Let's look at each of the points above and check:

  • what stability exactly means
  • how stability is ensured
  • how stability is tested
Stability RequirementStability DefinitionStability EnforcementStability Test
Communication with clients (requests/responses)Requests and responses must be understood correctly by different versions of the service/clients.The Wire Protocol is stable by design.Done
Communication with clients (operation contracts)The behavior of operations must remain the same for all versions of the service.There is a defined behavior for all operations that is respected.Done
Communication with clients (listeners endpoint)Listeners endpoint must be discovered in a stable way.A service discovery mechanism exists.Done
AuthenticatorsAuthentication requests sent by future stable versions of Parsec should be understood by the same version of the authenticators present on the system.Unix Peer Crendentials: based on top of stable C standard library APIs. JWT SVID: authentication is based on the SPIFFE Workload API which is a standard and should remain stable.Done
CLI invocationOld CLI invocations of Parsec should still work with for future stable Parsec versions. Optional flags should have the same defaults.CLI flags should not be removed. Defaults should not be changed. New flags should be optional.Done
Configuration fileOld configuration files should still work with future stable Parsec versions, with the same default for optional options.Configuration options should not disappear in future stable Parsec versions. Configuration defaults should remain the same. New options should be optional.Done
Persistent state (key mappings)Old key mappings should still be read correctly by future stable Parsec versions.The way the KIM persistently stores the mappings need to be backward-compatible in regards with reading/writing.Done for the Mbed Crypto, PKCS11 and TPM providers.
OS signalsOS signals should still have the same behavior in future stable Parsec versions.Signal handlers must not be removed in Parsec.Done
systemd communicationsystemd should receive the same status information from Parsec in future stable versions.Status notifications must not be removed.Done
Dynamic libraries dependenciesLinking and loading the same versions of libraries should still work in future stable versions of Parsec.Stable versions of Parsec should not require newer dependencies.Done and see the list
Environment variablesEnvironment variables should still have the same behavior in future stable Parsec versions.Environment variable behaviors must not be removed in Parsec.Done
Hardware backendsCommunication with hardware backends for crypto and key management should still work in future Parsec versions.The communication channels with the hardware backends should remain the same.Done
Build toolchainParsec build should not break for defined versions of the Rust compiler.Each commit is tested with specific supported versions of the Rust compiler.Done

Dynamic libraries

We use the specific versions of those dynamic libraries and test it on CI:

  • PKCS#11 version 2.40
  • libclang version 6.0
  • TSS libraries version 2.3.3
  • CryptoAuthLib version 3.1.0 (not tested on CI, as there is no software mock available)

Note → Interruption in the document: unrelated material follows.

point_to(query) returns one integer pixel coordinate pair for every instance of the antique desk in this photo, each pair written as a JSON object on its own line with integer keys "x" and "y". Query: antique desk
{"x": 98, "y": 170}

Mbed Crypto is currently compiled from scratch. When a new LTS version of Mbed TLS ships a PSA Crypto compliant version of Mbed Crypto, stability guarantees will be made on that version.

The Trusted Service provider is currently built using a pre-release version of the Trusted Services library. We aim to keep the Parsec service aligned with recent revisions of the TS code, however since no release has been made, no guarantees can be offered about stability. At the time of writing, no platform is officially supported for Trusted Services deployments.